Le quatrième volet est celui de la transformation : la nécessité pour tous les offices de France de monter en compétences et en sensibilisation sur les questions numériques. Nous allons entreprendre de grandes actions de formation et de sensibilisation dans les offices. Cette stratégie numérique nous avons l’ambition de la transcrire avant la fin de l’année 2024 au travers de notre plan d’action du numérique, en concertation CSN/ADSN.

Le deuxième axe du mandat est donc la question de la souveraineté.

Nous avons entrepris un plan d’action contre le blanchiment : nous travaillons de façon très étroite avec Tracfin, avec le Colb (Comité d’orientation de la lutte contre le blanchiment, Ndlr) pour que tous les notaires de France montent en performance et en vigilance contre le blanchiment. Nous collectons l’impôt et nous apportons de la donnée statistique à l’État. Mais cette exemplarité nous conduit de demander à l’État en contrepartie, d’avoir plus d’égards envers la profession notariale. Les relations que nous avons aujourd’hui avec la Chancellerie, avec Bercy également sont apaisées. Mais nous voulons plus de soutien dans un certain nombre de sujets, des ajustements nécessaires que nous demandons avec beaucoup de force. Le premier est la question de la carte d’installation des nouveaux notaires, révisée tous les deux ans.

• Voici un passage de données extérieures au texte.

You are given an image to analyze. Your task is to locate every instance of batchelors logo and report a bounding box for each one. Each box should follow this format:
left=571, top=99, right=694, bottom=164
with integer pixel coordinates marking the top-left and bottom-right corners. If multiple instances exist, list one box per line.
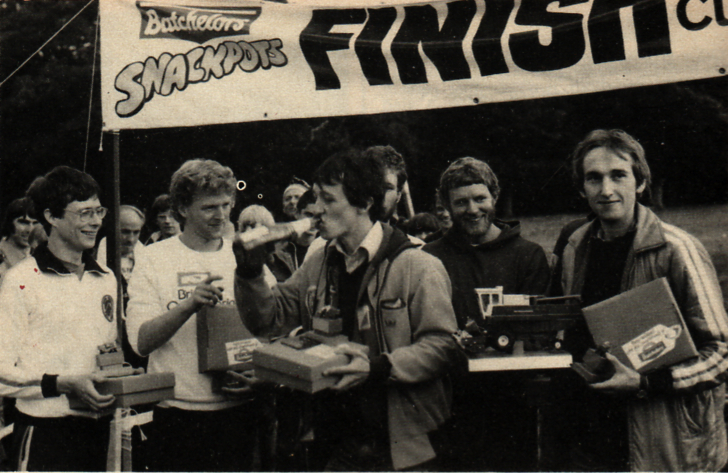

C’est un travail qui mobilise de façon incroyable nos équipes et les services de l’État : audition devant l’autorité de la concurrence, réflexions multiples avec la Direction des affaires civiles… On sort d’une carte, il faut préparer l’autre. Revenir tous les deux ans sur ce travail, c’est insupportable. Nous demandons que le délai soit reporté à cinq ans. Nous demandons aussi la révision de notre tarif fixé par l’État. Là aussi, le délai de changement est de deux ans, nous voulons qu’il soit passé à cinq ans… comme le prévoit la loi. Le dernier sujet est l’écrêtement : un client ne peut pas payer plus de 10% de frais que la valeur exprimée par la transaction.

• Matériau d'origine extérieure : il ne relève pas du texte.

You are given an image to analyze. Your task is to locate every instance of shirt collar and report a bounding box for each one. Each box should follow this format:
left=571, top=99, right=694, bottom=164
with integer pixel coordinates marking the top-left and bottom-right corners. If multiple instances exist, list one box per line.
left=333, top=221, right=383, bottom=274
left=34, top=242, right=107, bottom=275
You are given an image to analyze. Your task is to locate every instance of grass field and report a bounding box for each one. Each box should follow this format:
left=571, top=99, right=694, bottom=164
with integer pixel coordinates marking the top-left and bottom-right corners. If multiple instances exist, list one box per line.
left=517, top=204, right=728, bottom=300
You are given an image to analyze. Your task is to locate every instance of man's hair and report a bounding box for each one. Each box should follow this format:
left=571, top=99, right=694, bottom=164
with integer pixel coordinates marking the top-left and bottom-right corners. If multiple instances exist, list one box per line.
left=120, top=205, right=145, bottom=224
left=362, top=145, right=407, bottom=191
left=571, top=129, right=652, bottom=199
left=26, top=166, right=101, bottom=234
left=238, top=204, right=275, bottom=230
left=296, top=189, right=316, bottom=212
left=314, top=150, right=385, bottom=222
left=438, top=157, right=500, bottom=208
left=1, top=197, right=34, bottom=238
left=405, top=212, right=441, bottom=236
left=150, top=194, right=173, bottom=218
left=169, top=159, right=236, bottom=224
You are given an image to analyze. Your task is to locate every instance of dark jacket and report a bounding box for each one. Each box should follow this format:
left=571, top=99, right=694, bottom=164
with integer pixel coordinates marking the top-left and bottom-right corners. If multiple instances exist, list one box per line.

Or cet écrêtement pose de graves difficultés pour un certain nombre d’offices qui ne travaillent que ce type de transactions, notamment en milieu rural ou péri-urbain. Nous avons mis en place au sein de la profession une action de solidarité de certains offices vers d’autres, depuis inscrite dans la loi : la CVO (Contribution volontaire obligatoire) qui permet non pas de compenser l’écrêtement mais de nous assurer que tous les offices de France soient en état de sécurité économique. Nous allons la poursuivre ; mais nous pensons néanmoins que l’écrêtement mérite des ajustements importants et ce que nous aimerions travailler avec l’État pour lui expliquer que au-delà de l’intérêt du client, il y a aussi l’intérêt d’un service public qui soit pérenne.

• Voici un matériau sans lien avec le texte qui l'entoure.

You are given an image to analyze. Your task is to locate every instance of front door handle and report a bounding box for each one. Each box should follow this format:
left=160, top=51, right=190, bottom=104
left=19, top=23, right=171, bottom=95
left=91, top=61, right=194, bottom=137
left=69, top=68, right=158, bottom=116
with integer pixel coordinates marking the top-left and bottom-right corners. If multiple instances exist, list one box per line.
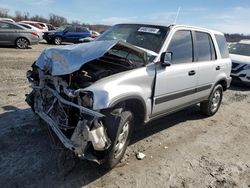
left=216, top=66, right=221, bottom=70
left=188, top=70, right=196, bottom=76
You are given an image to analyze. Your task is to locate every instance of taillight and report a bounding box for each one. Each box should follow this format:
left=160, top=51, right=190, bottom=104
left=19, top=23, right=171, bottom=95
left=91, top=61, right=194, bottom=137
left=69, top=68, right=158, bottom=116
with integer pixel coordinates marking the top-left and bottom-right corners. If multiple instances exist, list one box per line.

On va monter chiffres à l’appui que l’écrêtement est un problème pour beaucoup d’offices en France. Enfin, je reviens sur la souveraineté. Nous voudrions que l’État impulse une action dans ce sens. Nous avons évoqué ce sujet plusieurs fois devant l’autorité de la concurrence, autorité indépendante. Elle a peine parfois à comprendre ce qui fait l’essence même de notre mission de service public et pourquoi nous avons mis en place dans notre code de déontologie un certain nombre d’interdictions, comme par exemple celui de la sous-traitance – uniquement dans les domaines où l’enjeu de l’acte authentique est engagé. Nous l’acceptons bien entendu dans l’exercice du notaire au quotidien, dans les RH par exemple. Sur ce point nous ne sommes pas forcément entendus par l’autorité de la concurrence. Pour remplir notre devoir de sécurité envers nos clients, nous attendons de l’État d’être supportés sur ce point.

Le mot qui irrigue ce mandat est un mot transversal : c’est celui de la confiance. Nous disons que les notaires ont en charge un service public particulier : le service public de la confiance. La confiance que nous devons avoir en nous-mêmes pour les missions que nous entreprenons ; la confiance que nous avons de la part de nos clients et que nous devons conserver ; la confiance que nous avons dans l’avenir et la confiance que l’État doit avoir en nous.